There was something familiar about it. Uncle Bill had said it was my grandfather’s before – maybe I had seen it with him? I was at their house all the time until I was six and Uncle Bill, then grandpa died. Grandpa did take photos, maybe that was why I liked photography. I had started taking photos right after he died, using old phones and then getting a Canon Elph and filling up SD card after SD card. They were so small then, but so was I. Grandpa had taken photos with film and I could almost smell the developer in his laundry room/darkroom. Mom would get mad, saying that I did not need to be in there breathing all the chemicals. But it was magic, watching the image appear on the blank white paper in the glow of the red light. The odors, the sounds of the paper sloshing in the fluid, the smoothness of the wooded tongs, all of it was our ritual, Grandpa and me. 

What did he do with all those photos? Was there a book of them somewhere? A phone call to mom confirmed this and I headed over there as soon as I fed and played with my afternoon dogs.

***

As I followed Mom up into the attic of the house she inherited from Grandma, I stepped into her footprints in the dust; making my own footprints felt wrong, like I was asserting myself before my time. Weird, I know, but that is what popped in my head. 

“Here,” Mom said, opening an old Kellogg’s Rice Krispies carton. I could remember going with her to grocery store after grocery store after Grandma died, getting the free cartons that all the cereal boxes came in. The attic resembled a Kroger’s storeroom, only much, much dustier. Mom pulled out a couple of old photo albums. “I think he took some of you and Bill in this one.”

“You don’t have it downstairs? To remember Bill?” I hadn’t yet told Mom about my morning, only that I had thought about Grandpa’s photos. 

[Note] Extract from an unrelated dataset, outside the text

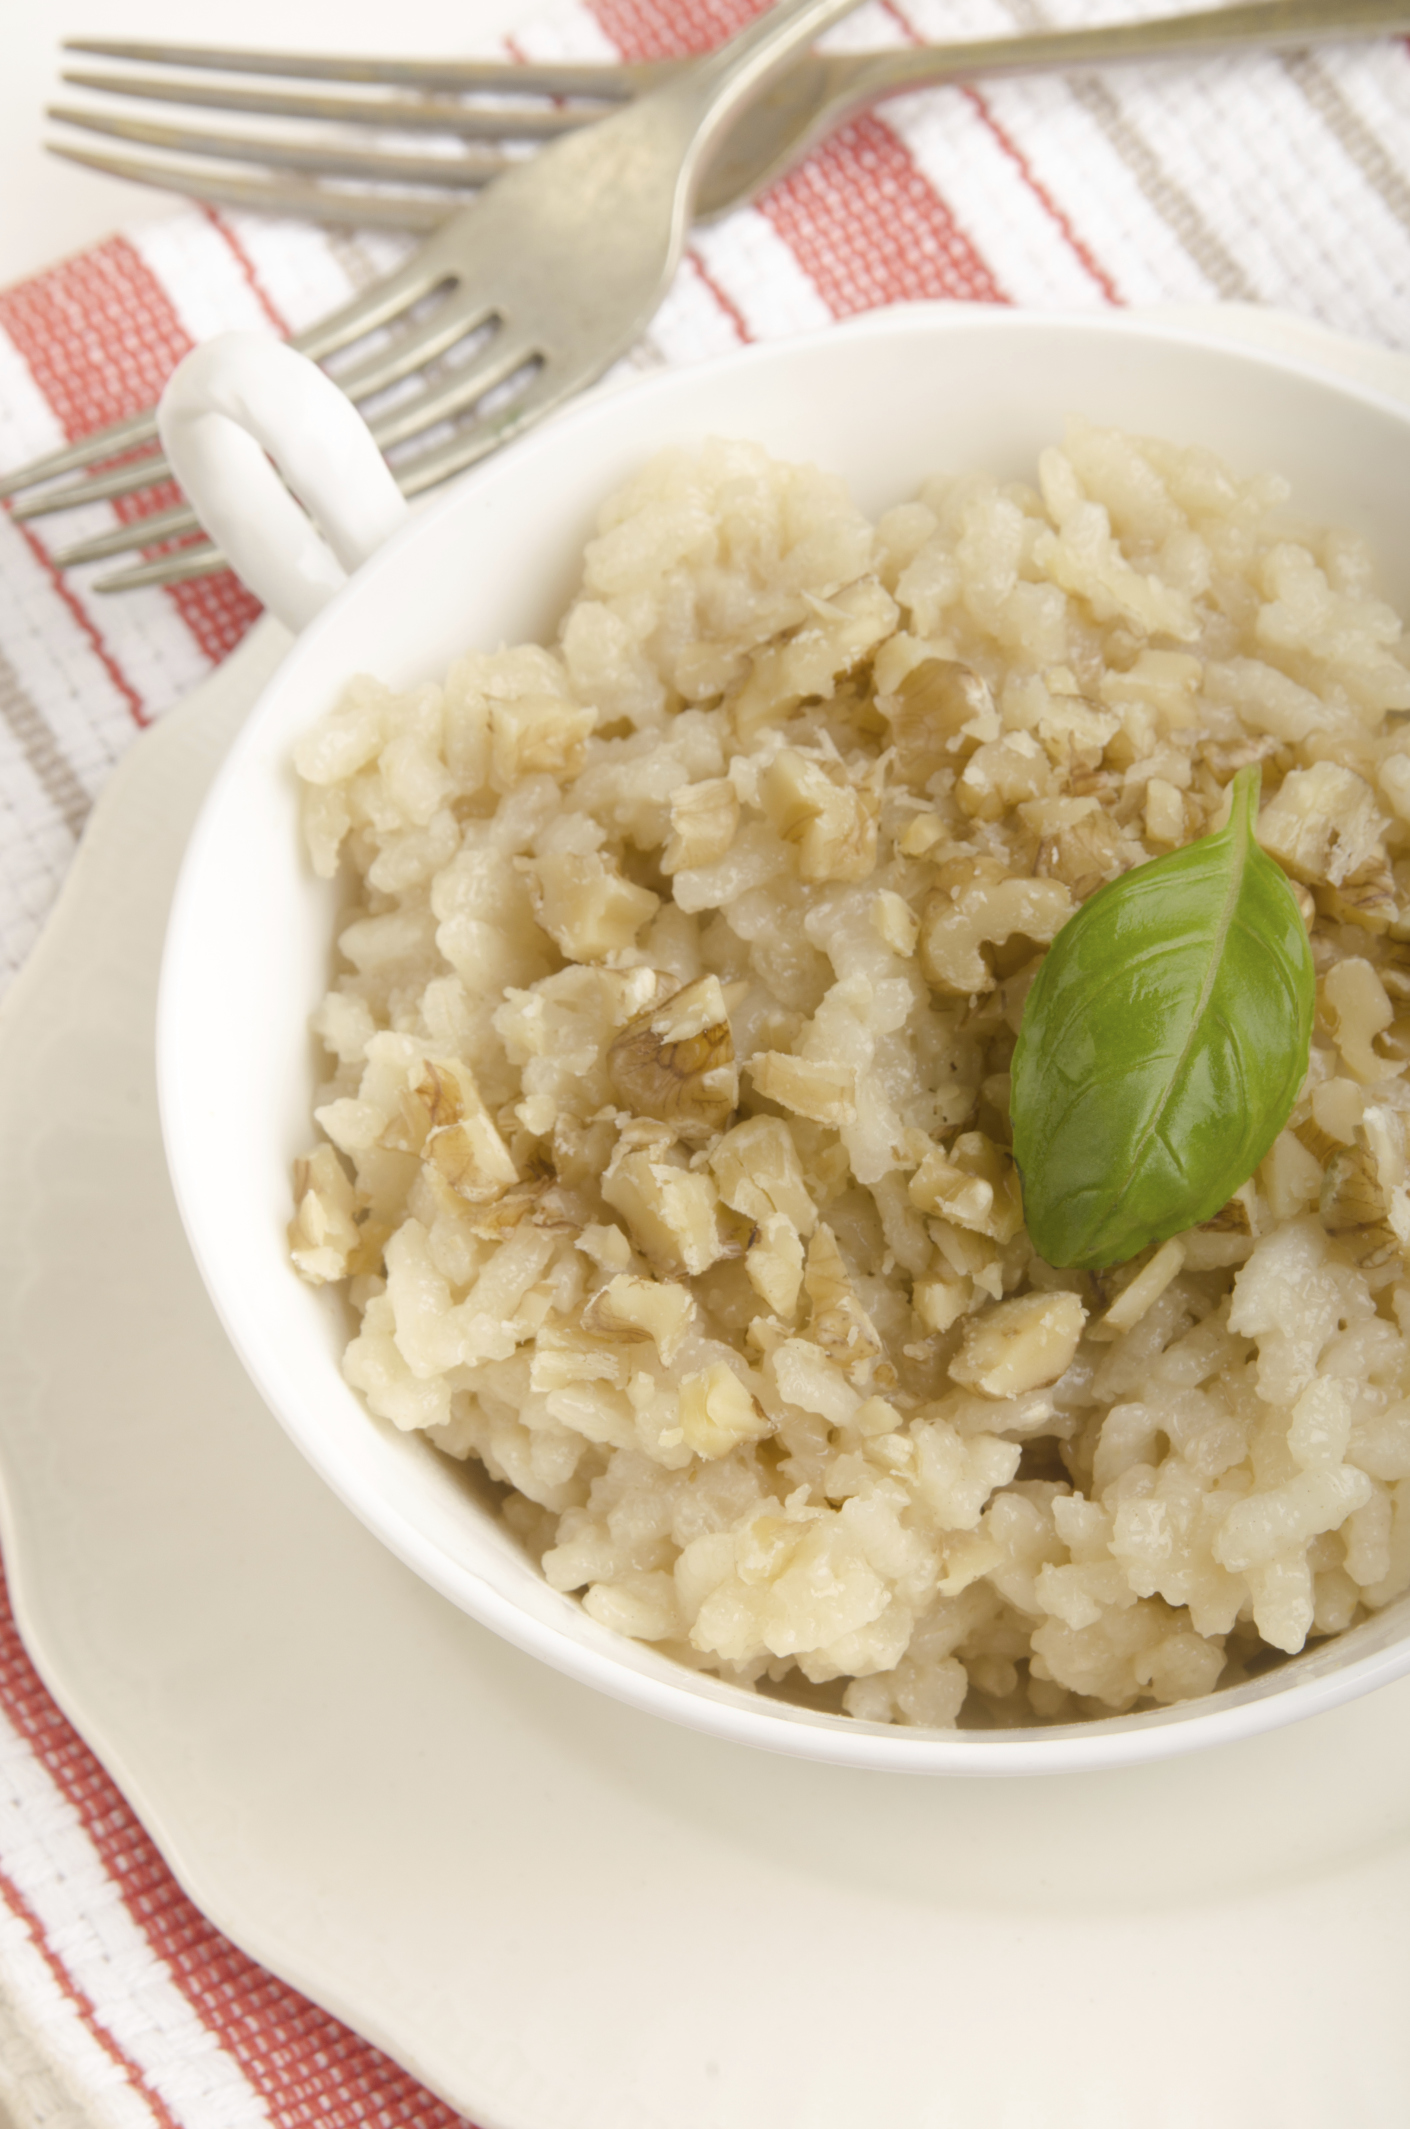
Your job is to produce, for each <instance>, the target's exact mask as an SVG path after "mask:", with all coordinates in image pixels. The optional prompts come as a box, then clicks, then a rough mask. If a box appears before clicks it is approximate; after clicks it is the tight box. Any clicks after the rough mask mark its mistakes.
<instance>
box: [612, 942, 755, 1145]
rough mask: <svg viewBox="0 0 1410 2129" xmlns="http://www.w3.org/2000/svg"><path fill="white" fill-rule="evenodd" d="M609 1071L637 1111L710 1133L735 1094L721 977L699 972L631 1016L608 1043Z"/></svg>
mask: <svg viewBox="0 0 1410 2129" xmlns="http://www.w3.org/2000/svg"><path fill="white" fill-rule="evenodd" d="M607 1077H609V1079H611V1090H613V1094H616V1096H618V1101H620V1103H622V1105H624V1107H626V1109H630V1111H633V1113H635V1116H654V1118H658V1120H660V1122H665V1124H673V1126H675V1130H677V1135H679V1137H682V1139H686V1141H696V1143H703V1141H705V1139H711V1137H714V1135H716V1133H718V1130H720V1128H722V1126H724V1124H726V1122H728V1116H731V1111H733V1109H735V1105H737V1101H739V1069H737V1064H735V1041H733V1035H731V1026H728V1016H726V1011H724V992H722V988H720V977H718V975H701V977H696V981H694V984H686V986H684V988H682V990H677V992H673V994H671V996H669V999H667V1001H665V1003H660V1005H650V1007H647V1009H645V1011H643V1013H637V1018H635V1020H628V1022H626V1026H624V1028H622V1033H620V1035H618V1037H616V1039H613V1041H611V1045H609V1050H607Z"/></svg>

“Um, I never got into my father’s photography. He was a bit avant-garde for me. He did filters before we had any idea what Instagram and TikTok would be.”

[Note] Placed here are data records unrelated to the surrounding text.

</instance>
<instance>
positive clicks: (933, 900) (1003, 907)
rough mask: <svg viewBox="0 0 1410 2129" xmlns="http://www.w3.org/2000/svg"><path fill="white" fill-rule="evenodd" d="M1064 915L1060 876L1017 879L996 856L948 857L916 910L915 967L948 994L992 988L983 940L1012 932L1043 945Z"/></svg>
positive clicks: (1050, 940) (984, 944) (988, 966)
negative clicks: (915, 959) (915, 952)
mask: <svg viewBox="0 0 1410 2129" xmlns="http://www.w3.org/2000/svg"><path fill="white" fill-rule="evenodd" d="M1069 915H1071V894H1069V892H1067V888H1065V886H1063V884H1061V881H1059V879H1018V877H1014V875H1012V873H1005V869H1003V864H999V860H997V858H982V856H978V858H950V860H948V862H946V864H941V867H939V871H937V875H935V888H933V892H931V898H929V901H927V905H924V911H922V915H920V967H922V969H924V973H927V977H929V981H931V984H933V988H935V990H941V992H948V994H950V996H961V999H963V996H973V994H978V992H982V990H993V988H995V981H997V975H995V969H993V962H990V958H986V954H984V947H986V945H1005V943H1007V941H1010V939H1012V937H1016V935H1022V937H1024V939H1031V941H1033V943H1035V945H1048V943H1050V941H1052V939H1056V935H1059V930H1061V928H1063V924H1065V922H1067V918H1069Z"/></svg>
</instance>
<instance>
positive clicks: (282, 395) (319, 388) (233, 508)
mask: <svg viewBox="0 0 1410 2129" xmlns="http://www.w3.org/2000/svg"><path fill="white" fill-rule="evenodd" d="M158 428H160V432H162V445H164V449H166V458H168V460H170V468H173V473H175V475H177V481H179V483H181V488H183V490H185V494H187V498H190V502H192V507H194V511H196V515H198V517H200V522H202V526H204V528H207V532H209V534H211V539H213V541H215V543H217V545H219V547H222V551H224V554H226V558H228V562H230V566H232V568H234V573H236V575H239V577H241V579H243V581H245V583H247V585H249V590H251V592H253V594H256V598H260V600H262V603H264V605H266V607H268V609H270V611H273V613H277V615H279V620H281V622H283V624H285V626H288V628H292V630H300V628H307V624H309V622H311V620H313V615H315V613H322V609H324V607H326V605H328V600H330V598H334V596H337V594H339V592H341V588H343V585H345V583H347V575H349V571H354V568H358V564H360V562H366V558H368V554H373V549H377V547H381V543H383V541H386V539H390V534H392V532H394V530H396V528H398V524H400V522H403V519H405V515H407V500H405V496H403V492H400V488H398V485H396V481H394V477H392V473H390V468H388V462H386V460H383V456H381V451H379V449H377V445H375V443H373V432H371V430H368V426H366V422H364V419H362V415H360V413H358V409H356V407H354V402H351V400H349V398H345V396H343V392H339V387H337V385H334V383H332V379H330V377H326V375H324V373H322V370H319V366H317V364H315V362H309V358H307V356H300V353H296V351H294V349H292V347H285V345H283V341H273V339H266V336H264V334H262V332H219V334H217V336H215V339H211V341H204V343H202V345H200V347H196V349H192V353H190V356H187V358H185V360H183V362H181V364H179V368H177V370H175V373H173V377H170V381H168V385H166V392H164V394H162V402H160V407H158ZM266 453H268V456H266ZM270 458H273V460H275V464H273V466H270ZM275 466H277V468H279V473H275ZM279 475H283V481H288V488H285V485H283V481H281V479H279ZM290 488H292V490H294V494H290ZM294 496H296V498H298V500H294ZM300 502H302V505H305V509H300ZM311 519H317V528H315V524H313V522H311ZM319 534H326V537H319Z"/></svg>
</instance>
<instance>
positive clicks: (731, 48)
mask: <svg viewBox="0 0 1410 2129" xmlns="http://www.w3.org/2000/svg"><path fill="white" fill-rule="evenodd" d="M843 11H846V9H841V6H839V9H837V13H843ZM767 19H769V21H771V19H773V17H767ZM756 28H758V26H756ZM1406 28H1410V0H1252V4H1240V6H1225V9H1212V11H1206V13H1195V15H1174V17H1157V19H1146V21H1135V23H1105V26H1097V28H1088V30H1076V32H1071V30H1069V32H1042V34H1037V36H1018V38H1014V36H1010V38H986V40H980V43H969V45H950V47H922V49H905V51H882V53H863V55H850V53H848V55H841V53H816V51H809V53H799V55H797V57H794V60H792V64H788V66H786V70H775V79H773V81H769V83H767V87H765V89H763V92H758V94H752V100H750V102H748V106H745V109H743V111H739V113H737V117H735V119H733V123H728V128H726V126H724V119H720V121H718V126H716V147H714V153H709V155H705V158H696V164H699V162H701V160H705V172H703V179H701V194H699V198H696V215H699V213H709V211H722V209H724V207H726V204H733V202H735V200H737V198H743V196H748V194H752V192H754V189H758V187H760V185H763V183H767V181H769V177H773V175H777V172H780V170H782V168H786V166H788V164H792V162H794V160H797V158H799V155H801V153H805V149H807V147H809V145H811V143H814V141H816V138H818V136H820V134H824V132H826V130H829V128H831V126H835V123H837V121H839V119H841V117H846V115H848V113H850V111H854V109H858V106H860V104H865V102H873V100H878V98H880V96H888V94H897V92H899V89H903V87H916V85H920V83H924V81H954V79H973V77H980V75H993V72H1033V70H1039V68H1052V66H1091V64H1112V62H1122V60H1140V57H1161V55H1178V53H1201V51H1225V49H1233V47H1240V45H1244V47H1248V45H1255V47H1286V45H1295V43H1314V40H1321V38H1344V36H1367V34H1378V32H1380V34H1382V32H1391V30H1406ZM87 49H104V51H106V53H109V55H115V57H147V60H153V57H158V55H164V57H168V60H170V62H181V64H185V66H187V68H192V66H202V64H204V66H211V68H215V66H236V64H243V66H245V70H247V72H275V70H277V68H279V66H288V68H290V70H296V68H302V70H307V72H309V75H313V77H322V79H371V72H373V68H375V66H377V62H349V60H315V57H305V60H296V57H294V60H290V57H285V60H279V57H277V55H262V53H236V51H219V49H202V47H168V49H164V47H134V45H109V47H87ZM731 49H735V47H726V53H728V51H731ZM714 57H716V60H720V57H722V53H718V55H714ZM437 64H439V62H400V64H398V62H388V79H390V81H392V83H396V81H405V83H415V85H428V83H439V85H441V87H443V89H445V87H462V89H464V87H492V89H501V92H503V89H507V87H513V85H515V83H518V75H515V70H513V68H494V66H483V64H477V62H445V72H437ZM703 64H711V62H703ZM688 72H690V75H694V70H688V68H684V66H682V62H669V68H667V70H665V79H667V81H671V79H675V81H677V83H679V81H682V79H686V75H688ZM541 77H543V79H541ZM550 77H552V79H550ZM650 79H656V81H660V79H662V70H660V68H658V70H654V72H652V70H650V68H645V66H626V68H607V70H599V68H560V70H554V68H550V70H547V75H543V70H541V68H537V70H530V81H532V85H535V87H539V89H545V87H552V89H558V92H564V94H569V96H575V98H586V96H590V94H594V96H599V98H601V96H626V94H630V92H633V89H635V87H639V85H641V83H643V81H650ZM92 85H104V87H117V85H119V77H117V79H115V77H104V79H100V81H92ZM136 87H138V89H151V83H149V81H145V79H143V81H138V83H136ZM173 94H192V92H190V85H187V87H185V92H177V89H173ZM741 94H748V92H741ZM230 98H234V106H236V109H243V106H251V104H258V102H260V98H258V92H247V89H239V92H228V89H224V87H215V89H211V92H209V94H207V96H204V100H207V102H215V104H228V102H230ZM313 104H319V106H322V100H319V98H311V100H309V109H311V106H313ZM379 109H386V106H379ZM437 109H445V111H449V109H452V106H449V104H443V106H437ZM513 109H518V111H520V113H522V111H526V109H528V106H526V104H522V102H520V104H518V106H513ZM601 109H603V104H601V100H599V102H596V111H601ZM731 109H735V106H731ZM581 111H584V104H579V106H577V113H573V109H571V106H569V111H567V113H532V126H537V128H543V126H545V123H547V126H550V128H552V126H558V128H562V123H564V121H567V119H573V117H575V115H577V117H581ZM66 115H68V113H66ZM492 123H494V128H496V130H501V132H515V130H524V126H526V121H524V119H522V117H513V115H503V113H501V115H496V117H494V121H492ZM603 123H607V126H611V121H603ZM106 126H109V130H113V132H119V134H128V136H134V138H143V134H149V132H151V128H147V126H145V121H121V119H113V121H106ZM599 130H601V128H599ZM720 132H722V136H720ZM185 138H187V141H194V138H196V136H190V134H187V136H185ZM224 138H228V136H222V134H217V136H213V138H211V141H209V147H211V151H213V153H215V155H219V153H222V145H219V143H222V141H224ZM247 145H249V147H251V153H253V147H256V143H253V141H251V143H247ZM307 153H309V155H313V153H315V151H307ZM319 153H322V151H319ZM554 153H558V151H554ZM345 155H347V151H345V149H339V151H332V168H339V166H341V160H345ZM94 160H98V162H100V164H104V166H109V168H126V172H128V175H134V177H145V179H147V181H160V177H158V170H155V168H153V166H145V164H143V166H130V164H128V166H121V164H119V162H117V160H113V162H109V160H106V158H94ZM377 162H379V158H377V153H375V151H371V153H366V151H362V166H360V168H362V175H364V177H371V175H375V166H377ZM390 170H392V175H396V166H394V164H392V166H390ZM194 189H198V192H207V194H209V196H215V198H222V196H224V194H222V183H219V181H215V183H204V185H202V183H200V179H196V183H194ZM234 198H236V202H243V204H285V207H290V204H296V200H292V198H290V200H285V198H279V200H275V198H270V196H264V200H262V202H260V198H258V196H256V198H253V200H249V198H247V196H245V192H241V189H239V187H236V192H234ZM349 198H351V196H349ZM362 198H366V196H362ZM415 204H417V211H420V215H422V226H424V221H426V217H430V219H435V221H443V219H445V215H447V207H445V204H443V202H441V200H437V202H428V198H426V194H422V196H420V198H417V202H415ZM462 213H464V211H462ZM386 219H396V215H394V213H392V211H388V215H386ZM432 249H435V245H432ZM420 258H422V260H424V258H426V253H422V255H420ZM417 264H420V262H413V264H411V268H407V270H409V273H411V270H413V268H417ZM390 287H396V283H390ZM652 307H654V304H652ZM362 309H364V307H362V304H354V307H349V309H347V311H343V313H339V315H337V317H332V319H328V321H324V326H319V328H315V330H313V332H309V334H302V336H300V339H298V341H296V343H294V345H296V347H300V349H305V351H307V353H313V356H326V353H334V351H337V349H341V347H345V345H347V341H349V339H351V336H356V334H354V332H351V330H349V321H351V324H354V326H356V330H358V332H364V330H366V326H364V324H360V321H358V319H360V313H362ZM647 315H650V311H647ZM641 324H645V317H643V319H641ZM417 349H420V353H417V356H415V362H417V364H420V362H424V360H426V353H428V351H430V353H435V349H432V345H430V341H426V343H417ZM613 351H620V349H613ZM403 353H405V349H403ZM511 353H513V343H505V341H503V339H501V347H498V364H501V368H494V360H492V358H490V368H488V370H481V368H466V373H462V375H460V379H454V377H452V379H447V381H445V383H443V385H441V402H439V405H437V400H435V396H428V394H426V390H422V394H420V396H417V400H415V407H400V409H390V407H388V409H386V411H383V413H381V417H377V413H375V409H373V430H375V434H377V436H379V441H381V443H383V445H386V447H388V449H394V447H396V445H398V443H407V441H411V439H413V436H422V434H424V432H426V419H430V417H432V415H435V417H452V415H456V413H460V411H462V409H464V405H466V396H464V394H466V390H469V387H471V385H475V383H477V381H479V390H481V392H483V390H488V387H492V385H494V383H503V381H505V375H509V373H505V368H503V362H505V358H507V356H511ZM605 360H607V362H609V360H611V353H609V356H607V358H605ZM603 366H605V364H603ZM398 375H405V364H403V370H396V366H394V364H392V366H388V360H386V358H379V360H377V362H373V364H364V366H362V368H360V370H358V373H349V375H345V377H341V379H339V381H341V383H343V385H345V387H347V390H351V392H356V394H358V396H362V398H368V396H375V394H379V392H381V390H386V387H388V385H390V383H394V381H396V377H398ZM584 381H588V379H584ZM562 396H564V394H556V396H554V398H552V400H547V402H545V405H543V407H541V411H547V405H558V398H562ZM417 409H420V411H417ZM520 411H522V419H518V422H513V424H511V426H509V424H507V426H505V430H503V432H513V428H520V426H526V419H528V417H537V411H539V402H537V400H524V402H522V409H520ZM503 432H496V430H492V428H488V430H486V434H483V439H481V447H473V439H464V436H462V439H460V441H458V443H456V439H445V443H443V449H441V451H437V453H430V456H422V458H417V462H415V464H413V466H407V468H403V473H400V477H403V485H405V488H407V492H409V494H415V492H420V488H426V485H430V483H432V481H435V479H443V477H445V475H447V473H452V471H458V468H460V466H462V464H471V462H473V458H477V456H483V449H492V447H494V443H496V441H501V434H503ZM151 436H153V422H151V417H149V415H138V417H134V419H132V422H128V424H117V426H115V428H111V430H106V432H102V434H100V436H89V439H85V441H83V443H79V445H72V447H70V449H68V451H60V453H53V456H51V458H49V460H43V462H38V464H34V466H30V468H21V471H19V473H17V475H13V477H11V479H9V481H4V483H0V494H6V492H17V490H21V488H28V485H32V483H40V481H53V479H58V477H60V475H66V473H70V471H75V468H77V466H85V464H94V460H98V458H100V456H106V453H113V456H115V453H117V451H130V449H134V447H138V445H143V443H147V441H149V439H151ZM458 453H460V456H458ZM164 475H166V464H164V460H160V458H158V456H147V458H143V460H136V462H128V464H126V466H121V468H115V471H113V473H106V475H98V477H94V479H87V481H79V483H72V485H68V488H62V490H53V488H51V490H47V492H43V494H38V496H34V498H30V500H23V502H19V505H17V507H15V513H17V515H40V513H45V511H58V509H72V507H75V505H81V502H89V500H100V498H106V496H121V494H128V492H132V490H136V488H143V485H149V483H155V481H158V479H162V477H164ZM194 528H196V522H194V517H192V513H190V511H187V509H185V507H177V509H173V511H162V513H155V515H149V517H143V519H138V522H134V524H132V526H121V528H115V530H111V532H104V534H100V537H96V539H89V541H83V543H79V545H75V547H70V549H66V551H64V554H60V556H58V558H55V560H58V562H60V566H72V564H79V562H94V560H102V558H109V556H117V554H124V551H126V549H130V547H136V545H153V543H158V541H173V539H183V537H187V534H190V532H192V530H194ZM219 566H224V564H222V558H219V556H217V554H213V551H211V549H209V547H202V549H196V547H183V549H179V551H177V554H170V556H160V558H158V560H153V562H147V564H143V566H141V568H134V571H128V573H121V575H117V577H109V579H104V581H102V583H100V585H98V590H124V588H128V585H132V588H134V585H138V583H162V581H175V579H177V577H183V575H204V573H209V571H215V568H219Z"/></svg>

Filters? I didn’t remember anything like that in the darkroom. 

“Anyway,” Mom said, closing up the box. “There are a few more in there, mostly from before you were born. You are welcome to take those with you.” I picked up on the unsaid – get them out of my house, now! Mom could have been a diplomat.

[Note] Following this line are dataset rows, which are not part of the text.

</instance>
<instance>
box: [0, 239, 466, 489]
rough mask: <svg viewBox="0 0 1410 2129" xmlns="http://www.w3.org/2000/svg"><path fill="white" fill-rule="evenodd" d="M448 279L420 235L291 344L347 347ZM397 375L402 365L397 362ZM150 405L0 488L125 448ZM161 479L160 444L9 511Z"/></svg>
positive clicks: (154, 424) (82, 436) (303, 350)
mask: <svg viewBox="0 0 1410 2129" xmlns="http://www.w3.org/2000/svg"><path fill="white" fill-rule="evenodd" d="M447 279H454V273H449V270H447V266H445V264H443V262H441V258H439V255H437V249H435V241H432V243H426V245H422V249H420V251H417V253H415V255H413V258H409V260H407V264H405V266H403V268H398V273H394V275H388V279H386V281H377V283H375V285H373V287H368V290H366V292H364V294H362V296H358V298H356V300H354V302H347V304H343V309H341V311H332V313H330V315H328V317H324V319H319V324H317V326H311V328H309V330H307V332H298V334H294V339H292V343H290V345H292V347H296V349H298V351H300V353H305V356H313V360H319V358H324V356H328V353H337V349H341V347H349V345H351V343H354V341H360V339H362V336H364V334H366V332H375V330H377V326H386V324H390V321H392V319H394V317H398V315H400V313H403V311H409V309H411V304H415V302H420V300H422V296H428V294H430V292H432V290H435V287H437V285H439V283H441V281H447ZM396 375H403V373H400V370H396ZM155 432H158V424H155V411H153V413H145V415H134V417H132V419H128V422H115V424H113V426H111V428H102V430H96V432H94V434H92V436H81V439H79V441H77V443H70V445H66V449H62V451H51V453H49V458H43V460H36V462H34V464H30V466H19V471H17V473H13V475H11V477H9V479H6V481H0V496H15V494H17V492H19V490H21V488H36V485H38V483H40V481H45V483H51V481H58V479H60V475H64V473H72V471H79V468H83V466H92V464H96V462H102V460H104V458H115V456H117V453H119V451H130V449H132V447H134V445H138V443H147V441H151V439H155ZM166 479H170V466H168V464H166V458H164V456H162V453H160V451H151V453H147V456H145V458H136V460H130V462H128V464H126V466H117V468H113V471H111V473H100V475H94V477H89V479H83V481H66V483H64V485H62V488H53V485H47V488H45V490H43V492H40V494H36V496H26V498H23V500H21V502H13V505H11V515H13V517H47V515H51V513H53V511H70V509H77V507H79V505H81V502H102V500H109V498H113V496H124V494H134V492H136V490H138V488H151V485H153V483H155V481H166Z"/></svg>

That night, I sat down with the albums and a glass of wine. I opened one of the albums, which surprisingly wasn’t full of dust. Grandpa arranged the photos in neat matrixes on each page, with his messy handwriting labeling each with names and dates. The dates! As I turned the pages, I saw family members, some who had long passed from this world, looking alive and well. There was a photo of Uncle Bill and my mother, laughing and swinging kitchen towels. The date, though, didn’t make sense. 2011 was long after he had passed. Grandpa too, for that matter. Grandpa obviously got the date wrong, it was probably 2001. But as I looked at more photos, I found more and more with date issues. I stopped turning pages – there was a photo of Uncle Bill and me, and the date was today. I picked up my phone and turned on the front camera. There I was, looking just like the photo, navy sweater and all. And Uncle Bill was dressed just like he had been in the watch shop. I looked at my wine glass – it was still nearly full, so I couldn’t blame that. I felt a chill run through my body. I wanted to slam the book shut and throw it out, but I couldn’t take my eyes off the photo. 

The camera sat innocently on my kitchen table. I could just dump it in a dumpster with the albums and never see it again. That would be the easy solution. But if there was something, what – powerful? Magical? – about the camera, putting it in the dumpster would mean anyone could have it. But somehow, this cameral could predict the future, and I needed to know why and how. My phone buzzed with a text, and I nearly jumped out of my skin. It was only Mr. Ramirez, letting me know that he would be home tomorrow and I wouldn’t need to walk Harvey. 

He had started all this, him and his watch. What did he know about my uncle, that strange shop, and this even stranger camera? I had been saving for a camera, but this is not what I was planning.